Over the weekend one of the uesers on one of my lists had both their DNS servers go down. This means that any attempt to deliver mail to them had a 4 minute DNS failure timeout.
This went fine, till about 5 messages for them accumulated in the qfiles directory. Then each qrunner that started up would try those 5 messages first, fail, and exceed its 15 minutes of runtime. This cycle would repeat forever.
It seems to me that qrunner should at least try messages in a most recent first order, instead of oldest first. But that might still lead to starvation of some messages in the queue.

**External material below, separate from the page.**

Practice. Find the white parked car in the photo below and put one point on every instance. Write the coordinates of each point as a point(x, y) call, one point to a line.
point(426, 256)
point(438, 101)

A better approach would be for the qrunner to leave a file around that said where in the queue it had gotten to, so the next qrunner process could start on the next message in the queue. This should lead to the whole queue being serviced before any elements are serviced a second time. Does this make sense?
I'm too new to mailman and python to take a stab at this myself, but I wanted to report the bug. If others agree that its a bug, and no one else takes a shot at it, I might. But it will require some non-trivial modifications to qrunner I believe.
-=- Matthew L. Seidl email: seidl@cs.colorado.edu =-= =-= Graduate Student Project . . . What Project? -=- -=- http://www.cs.colorado.edu/~seidl/Home.html -Morrow Quotes =-= =-= http://www.cs.colorado.edu/~seidl/lawsuit -=-